Do ponto de vista técnico, mas também formal, as dúvidas atravessam-se nas estratégias e nas questões operacionais das empresas. Francisco Fernandes exemplifica. "Temos a questão da proibição do recurso ao outsourcing quando as empresas recorrem a despedimentos coletivos", destaca. Contudo, reforça, "quando as empresas tomam uma decisão de recorrer a esta prática, é porque avaliaram, porque estão numa situação económica ou financeira difícil, ou precisam de encontrar soluções que permitam flexibilizar estruturas e reduzir cargos financeiros". Sobre o tema, o responsável da Moneris recorda que várias vozes se levantaram, colocando dúvidas sobre a constitucionalidade da medida por haver uma ingerência sobre o direito de iniciativa privada. "E vozes que percebem muito mais de regulação do que eu", sublinha.

Para Francisco Fernandes, a grande questão é que esta reforma "é de tal forma profunda, quando pensamos, por exemplo, no dever de informação, tem alterações muito importantes, muito subtis, que para o comum empresário não vão ser claras". Carla Tavares concorda e destaca a importância da informação e da clarificação junto do tecido empresarial. "Este é um dos papéis que a CITE tem, de esclarecer e dar apoio quer às pessoas trabalhadoras, como também às entidades empregadoras".

A presidente da CITE sublinha a necessidade de ter noção que o tecido empresarial português é, sobretudo, composto por pequenas e médias empresas, "que não têm estruturas próprias, nem pessoal qualificado que consiga dar resposta a um conjunto de exigências e formalidades que hoje em dia a legislação impõe".

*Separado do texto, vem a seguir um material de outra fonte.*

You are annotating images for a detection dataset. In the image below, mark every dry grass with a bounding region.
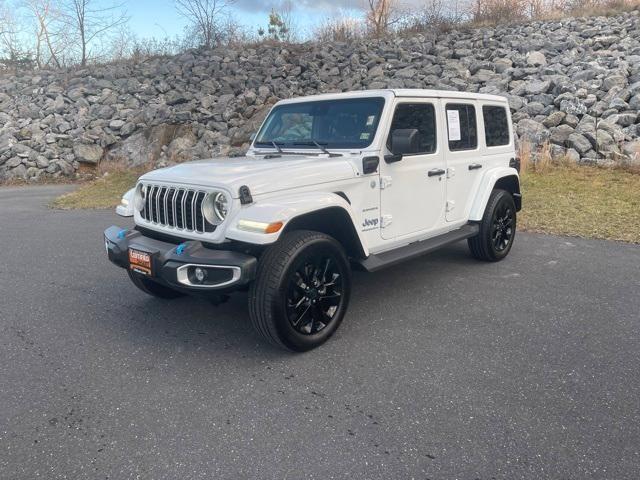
[518,165,640,243]
[50,170,141,210]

Além da informação base para a compreensão de todas as mudanças, as empresas têm igualmente que lidar com novas formas de trabalhar, algumas impostas pela pandemia, e com a organização dos tempos de trabalho, tornando mais clara a separação e o equilíbrio entre o tempo dedicado à atividade laboral, ao descanso e à família. "Muitos jovens, quando procuram um local para trabalhar, além da questão do salário, que é importante, também querem saber quais as políticas das empresas em termos de disponibilidade de tempo para a sua vida pessoal e quais são as condições que oferecem para que possam conciliar a sua vida profissional com a vida pessoal e com a vida familiar", refere Carla Tavares. A responsável da CITE lembra que esta é uma realidade que cada vez mais é sinalizada pelas entidades empregadoras. Aliás, reforça, "não é por acaso que as entidades empregadoras, sobretudo ao nível das maiores empresas, cada vez mais apostam em desenvolver projetos e medidas que promovam esta conciliação".

Com o elevado número de desafios à vista, Francisco Fernandes acredita que o país não estará, no imediato, preparado para reduzir o período normal de trabalho. "Isto pode ser contraproducente com a Agenda de Trabalho Digno", aponta. No entanto, acrescenta, "não podemos cair num paradoxo de diminuir o período normal de trabalho, de 40 horas para 35, como a administração pública, sem preparação". O resultado está à vista: nos hospitais, por exemplo, aumentou o trabalho suplementar e a subcontratação. "E esta não é a solução", conclui.